We retained possession of the ball quite comfortably but an early run from Patrick Roberts was stopped by the linesman’s flag, and at the other end, a Jack Rudoni shot whistled over a bar after a neat turn on the edge of the box by the former Wimbledon midfielder.
Despite their lowly league position, Mark Fotheringham’s side had started brightly, and we did look slightly fragile at the back and too open in midfield as the Terriers tried to ramp up the pressure. A handball claim against Luke O’Nien - who’d started brilliantly - was waved away by the referee after an early scare.
Just before the twenty minute mark, a decent chance fell to Dennis Cirkin, who flashed a shot across the face of goal after an accurate cross, but that was a rarity - it wasn’t really clicking for the Lads, and ten minutes later, there was more frustration.
Despite some crisp passing in and around the Huddersfield area, Leon Dajaku’s shot was frustratingly off target after Corry Evans’ effort had been parried.
Frankly, by the half hour mark, the game had descended into a grind, with nothing to get excited about.
There was little action of note, the increasingly torrential rain made it difficult for both teams to find a rhythm, and when half time finally arrived, it was a relief, because from a Sunderland point of view, it had been a first half to forget.
Too many of our players had made little to no impact, and we looked disjointed and generally out of sorts. There was no lack of effort, summed up by a gritty performance from O’Nien, but it just hadn’t come together in key areas.
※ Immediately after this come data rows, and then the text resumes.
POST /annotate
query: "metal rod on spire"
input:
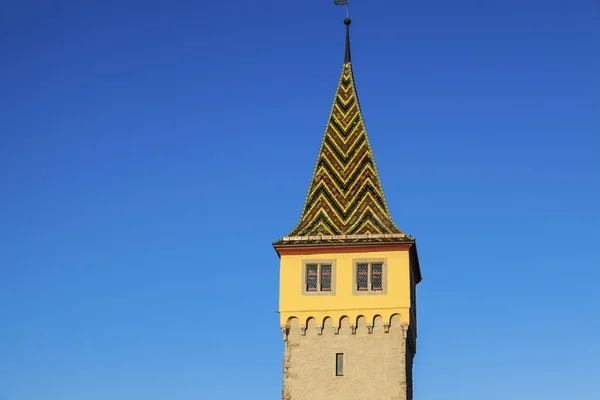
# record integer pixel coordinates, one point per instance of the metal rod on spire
(342, 3)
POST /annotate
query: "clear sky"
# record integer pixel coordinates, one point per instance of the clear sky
(151, 152)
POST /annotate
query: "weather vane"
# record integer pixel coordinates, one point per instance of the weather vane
(342, 3)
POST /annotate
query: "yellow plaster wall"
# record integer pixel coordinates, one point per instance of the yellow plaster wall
(292, 303)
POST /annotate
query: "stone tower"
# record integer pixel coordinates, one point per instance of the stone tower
(348, 274)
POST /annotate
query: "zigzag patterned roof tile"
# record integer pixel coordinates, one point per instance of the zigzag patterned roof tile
(345, 195)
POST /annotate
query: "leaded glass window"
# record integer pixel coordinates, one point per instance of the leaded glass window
(376, 277)
(339, 364)
(363, 277)
(311, 277)
(325, 277)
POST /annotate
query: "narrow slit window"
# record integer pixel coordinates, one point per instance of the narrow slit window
(326, 277)
(376, 277)
(339, 364)
(311, 277)
(363, 277)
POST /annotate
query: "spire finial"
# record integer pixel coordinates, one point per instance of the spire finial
(347, 22)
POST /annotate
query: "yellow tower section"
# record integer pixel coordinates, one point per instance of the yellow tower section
(348, 274)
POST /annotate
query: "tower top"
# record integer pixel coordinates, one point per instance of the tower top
(345, 201)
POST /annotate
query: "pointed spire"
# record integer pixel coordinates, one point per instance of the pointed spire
(347, 21)
(345, 200)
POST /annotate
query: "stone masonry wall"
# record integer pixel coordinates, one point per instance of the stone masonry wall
(375, 360)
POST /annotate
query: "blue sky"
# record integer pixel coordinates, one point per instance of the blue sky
(150, 152)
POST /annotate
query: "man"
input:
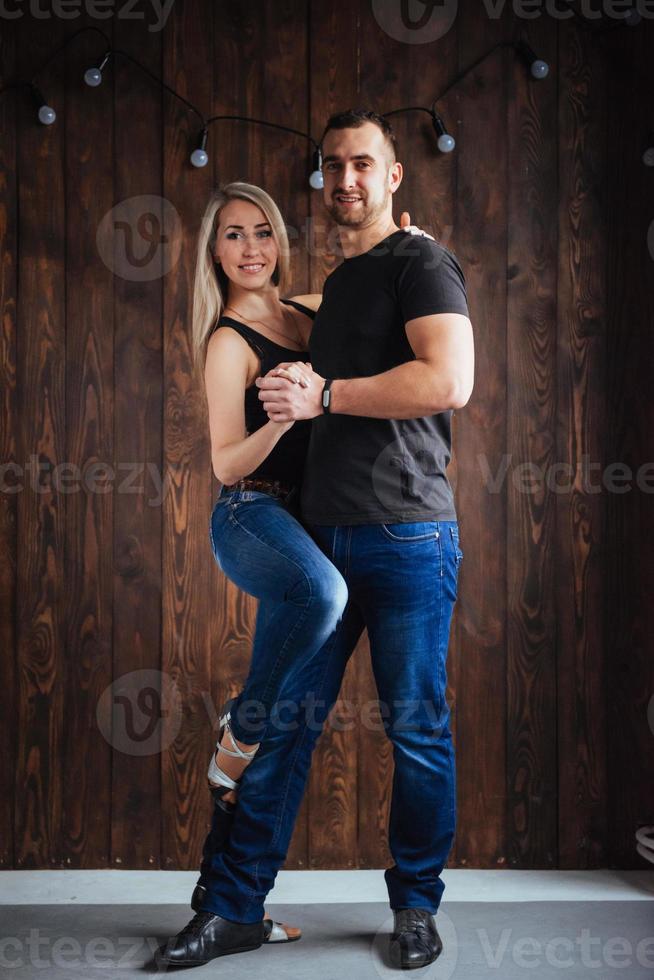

Mowbray changed things up ahead of the second half, as Ellis Simms entered the fray for Dajaku, but the first two chances fell to Huddersfield, as Ibrahima Diarra almost got on the end of a left-wing cross and Rudoni saw another shot drift wide.
Eventually, after fifty five torturous minutes, we made the breakthrough, and you couldn’t have written the script any better.
Ten minutes after he somehow kicked himself in the leg and fell over, Alex Pritchard was on hand to stab home the opening goal after some good work down the right wing from Patrick Roberts and Amad.
It was a brilliant moment for the former Huddersfield player, who’d been booed all evening and whose recent form had been patchy, but this was an ideal way to ram a few critical sentiments back down people’s throats.
After taking the lead, the question was whether we could hold our nerve and see the game out, ideally with another goal, and the introductions of Dan Neil and Abdoullah Ba - who continues to impress with every game he plays- hinted that attack was the plan.
Indeed, when Amad curled a shot wide of the right hand post, the lead was almost extended, but the tension lingered as the home team battled gamely to rescue something from the game. However, the on-loan Manchester Utd attacker was not to be denied.
With the clock running down and Huddersfield pushing for an equaliser, Simms slipped the ball to his teammate, who calmly stroked home our second goal, to the delight of another superb and relentlessly vocal away support.
Job done, and now it’s on to Saturday, where we have another chance to continue to build some momentum. We’ve responded well to the Burnley defeat, with a solid draw and a well-earned victory, and hopefully the league table will continue to look more favourable before we pause for the World Cup in just over a week’s time.